If two perpendicular lines passing through origin intersect the line \((\mathrm{x} / \mathrm{a})+(\mathrm{y} / \mathrm{b})=1, \mathrm{a} \neq 0, \mathrm{~b} \neq 0\) at \(\mathrm{A}\) and \(\mathrm{B}\), then \(\left\\{1 /(\mathrm{OA})^{2}\right\\}+\left\\{1 /(\mathrm{OB})^{2}\right\\}=\ldots \ldots\) (a) \(\left(1 / \mathrm{a}^{2}\right)-\left(1 / \mathrm{b}^{2}\right)\) (b) \(\left[(\mathrm{ab}) /\left(\mathrm{a}^{2}+\mathrm{b}^{2}\right)\right]\) (c) \(\left[\left(a^{2}+b^{2}\right) /\left(a^{2} b^{2}\right)\right]\) (d) None of these

The circumcentre of the triangle formed by the lines \(\mathrm{x}+\mathrm{y}=0, \mathrm{x}-\mathrm{y}=0\) and \(\mathrm{x}-7=0\) is \(\ldots \ldots\) (a) \((7,0)\) (b) \((3.5,0)\) (c) \((0,7)\) (d) \((3.5,3.5)\)

The equations of two straight lines which are parallel to \(\mathrm{x}+7 \mathrm{y}+2=0\) and at unit distance from the point \((1,-1)\) are (a) \(x+7 y+6 \pm 4 \sqrt{2}=0\) (b) \(x+7 y+6 \pm 5 \sqrt{2}=0\) (c) \(2 \mathrm{x}+7 \mathrm{y}+6 \pm 5 \sqrt{2}=0\) (d) \(x+y+6 \pm 5 \sqrt{2}=0\)

If the length of perpendicular drawn from \((5,0)\) on \(\mathrm{kx}+4 \mathrm{y}=20\) is 1, then \(\mathrm{k}=\ldots \ldots \ldots\) (a) \(3,(16 / 3)\) (b) \(3,-(16 / 3)\) (c) \(-3,(16 / 3)\) (d) \(-3,-(16 / 3)\)

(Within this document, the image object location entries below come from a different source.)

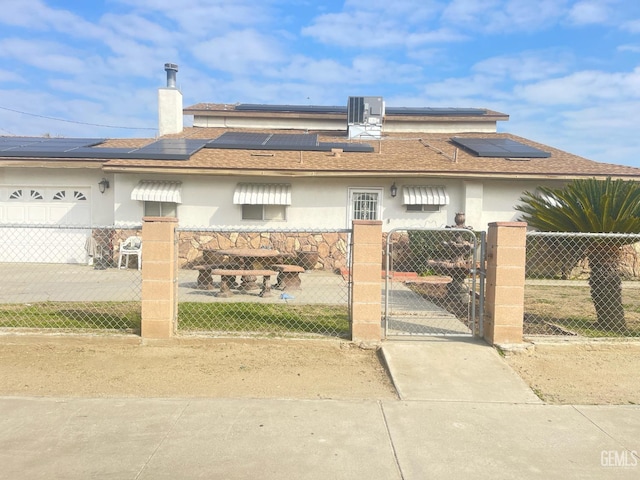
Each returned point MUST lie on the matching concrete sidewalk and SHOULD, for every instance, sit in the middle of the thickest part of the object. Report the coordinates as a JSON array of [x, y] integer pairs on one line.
[[462, 414]]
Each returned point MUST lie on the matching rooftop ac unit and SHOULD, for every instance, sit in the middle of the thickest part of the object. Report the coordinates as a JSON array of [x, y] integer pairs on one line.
[[364, 117]]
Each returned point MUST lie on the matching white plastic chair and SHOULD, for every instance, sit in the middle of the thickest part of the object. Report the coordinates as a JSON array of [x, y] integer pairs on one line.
[[128, 247]]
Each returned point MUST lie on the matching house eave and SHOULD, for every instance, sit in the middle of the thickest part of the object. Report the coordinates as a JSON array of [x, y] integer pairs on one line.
[[360, 174]]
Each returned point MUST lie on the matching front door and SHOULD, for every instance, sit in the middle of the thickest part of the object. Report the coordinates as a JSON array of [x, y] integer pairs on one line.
[[365, 204]]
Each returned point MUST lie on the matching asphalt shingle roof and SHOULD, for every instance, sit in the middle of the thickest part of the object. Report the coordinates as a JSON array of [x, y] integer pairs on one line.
[[423, 154]]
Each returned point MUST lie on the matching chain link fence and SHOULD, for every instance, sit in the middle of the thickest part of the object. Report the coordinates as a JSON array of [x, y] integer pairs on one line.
[[246, 282], [582, 285], [434, 282], [67, 278]]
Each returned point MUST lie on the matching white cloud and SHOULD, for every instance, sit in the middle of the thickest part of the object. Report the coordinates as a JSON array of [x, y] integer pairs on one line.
[[590, 12], [243, 51], [582, 87], [498, 16], [629, 48], [51, 56], [525, 66]]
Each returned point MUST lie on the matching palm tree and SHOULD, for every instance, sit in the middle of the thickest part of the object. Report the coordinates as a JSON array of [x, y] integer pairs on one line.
[[591, 206]]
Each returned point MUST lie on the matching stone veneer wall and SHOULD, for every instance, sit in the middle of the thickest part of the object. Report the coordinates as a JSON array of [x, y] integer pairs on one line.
[[330, 247]]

If the \(\mathrm{y}\) -intercept of the perpendicular bisector of the segment obtained by joining \(\mathrm{P}(1,4)\) and \(\mathrm{Q}(\mathrm{k}, 3)\) is \(-4\) then \(\mathrm{k}=\ldots \ldots\) (a) 1 (b) 2 (c) \(-2\) (d) \(-4\)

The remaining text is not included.